When Nancy was asked about a story behind this drawing, she laughed and said there was none. This is all imagination. However, she said the idea of drawing two-faced monsters was influenced by her own carvings. She had, in one of the earliest carvings she'd made, carved a face on both sides of the head. The heads are those of magic people, or the shamans, who in preforming grow long walrus teeth. The green bodies indicate their nakedness. The woman in the center is being held captive while the man at the bottom is trying to retrieve her.

Artist Profile:
Born: April, 1940 Female E2-390 Place of Birth: Back River Resides: Baker Lake Drawings, Prints, Crafts, Sculpture, Wallhangings

"Nancy Pukingrnak was born in the Chantrey Inlet area of the Keewatin region of the Nortwest Territories. As a young child she led a traditional nomadic existence at the inlet and along the banks of the Back River, living in igloos in the winter and tents in the summer and susisting on a diet of caribou and fish. She was brought to the nearby settlement of Baker Lake in the spring of 1958 following a difficult winter marked by a severe shortage of land foods in the Back River area. In a dramatic rescue by the Canadian armed forces, a starving Pukingrnak and her mother, Jessie Oonark, were airlifted to safety. Pukingrnak settled permanently in Baker Lake and married shortly therafter. She has given birth to eleven children, seven of whom are still living.

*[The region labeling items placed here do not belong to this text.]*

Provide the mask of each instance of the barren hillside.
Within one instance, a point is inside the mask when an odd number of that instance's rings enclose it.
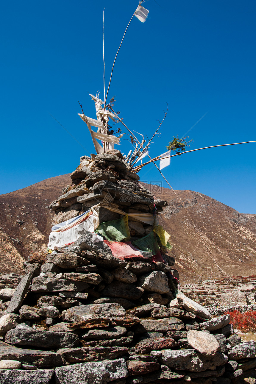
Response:
[[[70,181],[69,174],[63,175],[0,195],[2,272],[20,272],[31,252],[46,249],[53,215],[49,205]],[[198,192],[176,191],[200,231],[203,245],[173,192],[148,187],[168,202],[160,223],[171,235],[172,253],[183,282],[222,277],[216,265],[231,275],[255,274],[256,215],[240,214]],[[207,255],[206,247],[211,255]]]

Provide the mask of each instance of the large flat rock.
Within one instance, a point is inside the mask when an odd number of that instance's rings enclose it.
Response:
[[[65,314],[65,320],[78,322],[98,318],[110,319],[112,316],[125,314],[125,310],[117,303],[88,304],[69,308]]]
[[[167,293],[170,291],[167,276],[161,271],[154,271],[149,275],[141,276],[139,283],[144,290],[149,292],[162,294]]]
[[[199,326],[201,329],[206,329],[211,332],[212,331],[216,331],[216,329],[223,328],[229,324],[230,320],[230,314],[224,314],[219,317],[215,317],[208,321],[201,323]]]
[[[58,353],[47,351],[18,348],[1,341],[0,341],[0,359],[17,360],[23,364],[32,364],[37,367],[58,367],[63,365],[61,356]]]
[[[78,336],[74,334],[53,332],[27,328],[18,328],[8,331],[5,341],[11,344],[28,345],[45,348],[70,348],[79,344]]]
[[[176,298],[178,299],[181,306],[189,312],[192,312],[194,314],[201,319],[210,320],[212,319],[213,316],[206,308],[196,303],[193,300],[189,299],[178,290],[176,295]]]
[[[27,273],[21,280],[15,290],[7,312],[16,312],[20,308],[26,296],[28,287],[30,285],[33,276],[33,273],[30,272]]]
[[[141,297],[144,292],[143,288],[136,287],[133,284],[114,281],[103,290],[102,295],[110,297],[121,297],[128,300],[137,300]]]
[[[81,292],[89,286],[86,283],[64,279],[38,276],[33,279],[31,290],[34,292]]]
[[[159,320],[142,320],[135,329],[137,333],[145,332],[166,332],[168,331],[181,331],[185,327],[181,320],[175,317]]]
[[[105,384],[128,375],[124,359],[74,364],[56,368],[56,384]]]
[[[122,357],[129,352],[126,347],[116,346],[108,348],[96,346],[81,348],[63,348],[59,349],[58,353],[64,361],[70,364],[88,361],[101,361],[113,360]]]
[[[216,366],[224,365],[228,361],[228,357],[219,352],[208,356],[197,353],[194,349],[163,349],[161,352],[161,361],[163,364],[169,368],[185,369],[192,372],[201,372],[206,369],[214,370]]]
[[[174,349],[178,347],[178,343],[171,338],[157,337],[142,340],[135,346],[140,353],[144,354],[150,353],[151,351]]]
[[[189,345],[200,353],[214,354],[220,347],[214,336],[201,331],[191,329],[187,337]]]
[[[229,351],[229,359],[236,361],[240,359],[254,358],[256,354],[256,344],[255,341],[251,340],[235,345]]]
[[[50,253],[46,258],[46,263],[53,263],[64,269],[73,269],[87,265],[88,262],[73,252],[63,253]]]
[[[48,384],[53,369],[0,369],[1,384]]]

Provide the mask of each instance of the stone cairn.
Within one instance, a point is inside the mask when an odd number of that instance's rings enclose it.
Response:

With encouragement from her mother, who went on to become one of Canada's most successful artists, and her sister, Victoria Mamnguqsualuk--both enthusiastically involved in the arts and crafts program initiated at Baker Lake by the Federal government in the early 1960s--Pukingrnak started carving in 1962 and did her first drawings in 1969. Pukingrnak's other siblings, Josiah Nuilaalik, Janet Kigusiuq, Mary Yuusipik, Miriam Nanurluk, and William Noah, also became established, successful artists in their own right. Pukingrnak has forged an equally successful name for herself in the field of Inuit art. She is best known for her drawings and sculpture but also works in fabric. Her grandmother's stories of bygone days and Inuit mythology as well as her own childhood memories serve as an endless source of inspiration. Three recurrent themes dominate Pukingrnak's work--intimate domestic scenes of life on the land, lively depictions of 'Qiviuq', the legendary Inuit hero, and graphic portrayals of 'Qavaq', the mythological multi-headed creature with clawed hands and feet and a tail who preys on human beings. In her art making, Pukngrnak combines old skills with new ones. She is intimately familiar with the traditional life of the Inuit and is herself a meticulous sewer of caribou skin clothing. Yet exposure to books, magazines, and television over the past thirty years has had a profound influence on her view of the world. Pukingrnak's incorporation of Western conventions of spatial perspective distinguishes her art from that of older Inuit artists who draw without reference to space."